À Mélaric, quand mes élèves ont quitté les lieux en larmes, j'étais là. En larmes comme eux. J'y perdais un emploi duquel j'étais amoureuse. Mais surtout, j'ai vu 75 hommes fragiles se faire larguer. Des hommes que j'aime. Des hommes qui n'ont, pour la majorité, jamais été aimés comme ils auraient dû l'être.

Je les ai vus perdus. Je les ai vus pleurer. Je les ai vus en colère. Une colère bien maîtrisée. Apparemment, ils avaient retenu quelques-unes des leçons que les enseignants, comme les intervenants, tâchions de leur apprendre : La violence ne paie pas (comme Dimitri). Les gars, je ne sais pas où vous êtes. Mais j'ai besoin de vous dire toute ma fierté.

Toute mon admiration, parce que vous avez été braves. Pour certains d'entre vous, vous avez osé montrer votre peine et votre fragilité pour la première fois. Les larmes ont remplacé les poings. Je vous ai trouvés beaux.

Je vous ai trouvés grands. Grands de subir un coup de plus et d'être restés calmes. Parce que vous ne méritiez pas ça. Parce que tel n'était pas votre besoin.

Du rejet, vous en avez vécu pour la plupart plus que l'on peut humainement en tolérer. Mais vous êtes restés tels que je vous ai vus, tous les jours : des hommes, des vrais.

J'ai vu les plus forts d'entre vous prendre les plus faibles dans leurs bras. J'en ai vu partir ensemble, encouragés de la nouvelle amitié qu'ils avaient liée et confiants de pouvoir tenir, ENSEMBLE.

HUMANITÉ

Ce que j'ai vu à Mélaric mardi dernier, c'est l'ampleur de l'humanité que seule la catastrophe peut montrer. Peu de personnes vous ont vu sous votre vrai jour. Vous m'avez accordé ce grand privilège. Merci. Merci pour les « ginger ales », les « chips » et les « cashews » que vous avez sacrifiés sur l'hôtel de l'exil, dans le triste décor de vos sacs-poubelle servant à transporter vos quelques effets personnels. Il faut avouer que nous avons réussi à trouver des moments de bonheur, même dans l'épreuve. C'est tout comme je vous l'ai appris.

Plusieurs d'entre vous nous ont quittés, pieds et poings menottés, dans l'autobus du centre de détention. Ce fut un choc énorme pour moi comme pour vous. Parce que votre place n'est pas en prison. Je vous ai vus indignés, mais nobles. Sachez que mon indignation est égale à la vôtre.

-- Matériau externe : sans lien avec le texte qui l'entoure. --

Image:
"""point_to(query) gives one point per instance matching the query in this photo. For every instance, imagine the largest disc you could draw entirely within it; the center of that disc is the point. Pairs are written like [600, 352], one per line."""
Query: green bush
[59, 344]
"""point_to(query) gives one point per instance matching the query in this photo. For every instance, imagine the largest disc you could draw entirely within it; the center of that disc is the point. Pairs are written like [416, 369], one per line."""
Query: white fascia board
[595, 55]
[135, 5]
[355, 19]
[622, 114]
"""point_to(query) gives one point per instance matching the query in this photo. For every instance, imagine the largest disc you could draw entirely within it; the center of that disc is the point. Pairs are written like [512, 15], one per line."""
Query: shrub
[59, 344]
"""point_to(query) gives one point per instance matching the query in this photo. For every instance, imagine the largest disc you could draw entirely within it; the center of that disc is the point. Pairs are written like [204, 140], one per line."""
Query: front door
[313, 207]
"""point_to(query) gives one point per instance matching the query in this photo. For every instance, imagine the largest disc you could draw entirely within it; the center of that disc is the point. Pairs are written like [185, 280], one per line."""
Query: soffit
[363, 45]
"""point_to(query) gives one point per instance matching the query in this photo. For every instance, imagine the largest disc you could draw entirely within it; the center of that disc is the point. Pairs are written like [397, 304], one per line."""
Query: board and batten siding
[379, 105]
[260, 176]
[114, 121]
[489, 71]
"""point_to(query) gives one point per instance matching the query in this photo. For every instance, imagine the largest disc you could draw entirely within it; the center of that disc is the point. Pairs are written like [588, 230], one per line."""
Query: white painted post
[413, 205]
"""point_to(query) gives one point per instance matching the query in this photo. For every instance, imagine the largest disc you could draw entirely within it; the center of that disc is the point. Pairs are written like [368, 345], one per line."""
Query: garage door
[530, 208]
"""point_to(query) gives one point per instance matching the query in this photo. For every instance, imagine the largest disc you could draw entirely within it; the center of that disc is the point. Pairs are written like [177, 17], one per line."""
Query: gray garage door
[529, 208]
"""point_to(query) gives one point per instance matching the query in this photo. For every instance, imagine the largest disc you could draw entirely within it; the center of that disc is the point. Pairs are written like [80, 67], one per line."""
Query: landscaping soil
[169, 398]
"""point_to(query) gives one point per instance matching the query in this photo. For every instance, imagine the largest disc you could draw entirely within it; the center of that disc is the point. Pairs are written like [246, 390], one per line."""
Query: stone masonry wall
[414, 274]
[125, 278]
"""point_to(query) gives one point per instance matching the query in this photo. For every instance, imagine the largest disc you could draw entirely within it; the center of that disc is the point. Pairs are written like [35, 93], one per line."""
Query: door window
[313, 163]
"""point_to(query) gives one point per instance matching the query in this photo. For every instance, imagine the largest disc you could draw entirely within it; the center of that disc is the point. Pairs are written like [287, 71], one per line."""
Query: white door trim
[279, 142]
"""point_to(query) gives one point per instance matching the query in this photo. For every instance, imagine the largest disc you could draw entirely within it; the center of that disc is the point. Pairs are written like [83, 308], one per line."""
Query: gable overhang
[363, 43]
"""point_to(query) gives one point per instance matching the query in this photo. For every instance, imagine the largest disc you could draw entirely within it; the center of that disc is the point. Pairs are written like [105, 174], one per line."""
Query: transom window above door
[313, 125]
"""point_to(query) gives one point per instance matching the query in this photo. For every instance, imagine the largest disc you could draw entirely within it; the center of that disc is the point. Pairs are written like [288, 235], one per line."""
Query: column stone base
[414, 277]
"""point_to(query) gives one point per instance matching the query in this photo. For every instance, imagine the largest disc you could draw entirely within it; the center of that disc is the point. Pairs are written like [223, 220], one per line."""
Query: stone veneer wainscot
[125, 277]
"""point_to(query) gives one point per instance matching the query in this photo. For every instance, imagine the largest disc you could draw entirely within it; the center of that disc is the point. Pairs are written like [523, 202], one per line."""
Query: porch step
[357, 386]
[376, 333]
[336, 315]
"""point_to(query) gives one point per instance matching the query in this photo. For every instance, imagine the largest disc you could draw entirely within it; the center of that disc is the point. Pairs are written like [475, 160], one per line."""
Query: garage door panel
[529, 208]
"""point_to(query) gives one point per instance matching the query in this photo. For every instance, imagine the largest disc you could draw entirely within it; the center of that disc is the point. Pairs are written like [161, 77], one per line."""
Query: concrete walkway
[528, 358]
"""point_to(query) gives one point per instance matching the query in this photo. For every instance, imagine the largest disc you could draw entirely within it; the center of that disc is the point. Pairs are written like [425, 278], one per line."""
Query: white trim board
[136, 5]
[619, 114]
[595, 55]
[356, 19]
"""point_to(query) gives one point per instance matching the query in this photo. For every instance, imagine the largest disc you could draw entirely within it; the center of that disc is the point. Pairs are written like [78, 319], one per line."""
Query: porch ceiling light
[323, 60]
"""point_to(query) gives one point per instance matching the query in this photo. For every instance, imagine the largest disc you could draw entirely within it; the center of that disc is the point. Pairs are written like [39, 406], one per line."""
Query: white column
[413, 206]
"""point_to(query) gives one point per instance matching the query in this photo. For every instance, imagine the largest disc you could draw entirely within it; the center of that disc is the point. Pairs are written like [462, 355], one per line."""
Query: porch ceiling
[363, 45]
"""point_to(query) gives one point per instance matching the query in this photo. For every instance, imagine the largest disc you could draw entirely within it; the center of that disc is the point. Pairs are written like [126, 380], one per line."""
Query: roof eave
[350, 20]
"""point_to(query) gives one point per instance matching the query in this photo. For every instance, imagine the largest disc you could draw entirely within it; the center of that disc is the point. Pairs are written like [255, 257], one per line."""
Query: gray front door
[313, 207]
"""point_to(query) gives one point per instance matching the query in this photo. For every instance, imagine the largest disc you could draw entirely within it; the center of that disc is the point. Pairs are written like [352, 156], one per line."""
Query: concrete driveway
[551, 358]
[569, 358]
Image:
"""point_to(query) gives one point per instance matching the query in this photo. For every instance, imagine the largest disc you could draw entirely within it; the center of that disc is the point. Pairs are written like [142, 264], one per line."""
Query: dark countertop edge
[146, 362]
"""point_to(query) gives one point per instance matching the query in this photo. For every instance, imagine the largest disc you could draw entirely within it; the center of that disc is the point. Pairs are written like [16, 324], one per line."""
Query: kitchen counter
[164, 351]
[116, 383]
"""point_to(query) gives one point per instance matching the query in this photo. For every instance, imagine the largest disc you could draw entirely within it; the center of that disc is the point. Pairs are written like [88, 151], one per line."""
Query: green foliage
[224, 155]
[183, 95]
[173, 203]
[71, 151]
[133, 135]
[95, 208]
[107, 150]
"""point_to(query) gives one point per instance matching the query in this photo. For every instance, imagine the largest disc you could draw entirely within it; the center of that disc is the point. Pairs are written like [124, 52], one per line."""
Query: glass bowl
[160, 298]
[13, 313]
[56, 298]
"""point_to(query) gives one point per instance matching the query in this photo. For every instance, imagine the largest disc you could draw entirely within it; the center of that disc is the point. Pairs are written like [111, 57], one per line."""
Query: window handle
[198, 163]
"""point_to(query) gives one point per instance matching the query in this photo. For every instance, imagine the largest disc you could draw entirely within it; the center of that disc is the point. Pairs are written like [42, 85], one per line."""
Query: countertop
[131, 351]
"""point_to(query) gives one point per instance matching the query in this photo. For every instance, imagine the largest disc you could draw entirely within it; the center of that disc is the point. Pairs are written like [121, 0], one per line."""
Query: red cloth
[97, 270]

Comme moi, vous avez probablement vu les commentaires désolants de certaines personnes dans les médias, disant que vous étiez à Mélaric pour vous payer des vacances. Vous et moi, on le sait. Je vous ai appris les préjugés. Vous savez que ces personnes devraient mieux s'informer avant de dire des bêtises, comme vous devrez le faire avant d'en dire vous-mêmes à l'avenir. Ce n'est qu'ainsi que vous vaincrez la stigmatisation qui vous a tant fait souffrir. Parce que nous, on sait. On sait tout le poids du rejet. Parfois de la famille, parfois de l'école, souvent des deux. Mais j'ose espérer que la société finira par se rattraper et par vous accorder l'attention et les soins dont vous avez besoin. J'y travaillerai, sans relâche.

Tenez bon ! Ce que la vie a manqué à vous donner, tâchez de vous le donner à vous-mêmes et aux autres. Vous en êtes tous capables.

Mon coeur est avec vous, où que vous soyez. Je vous aime.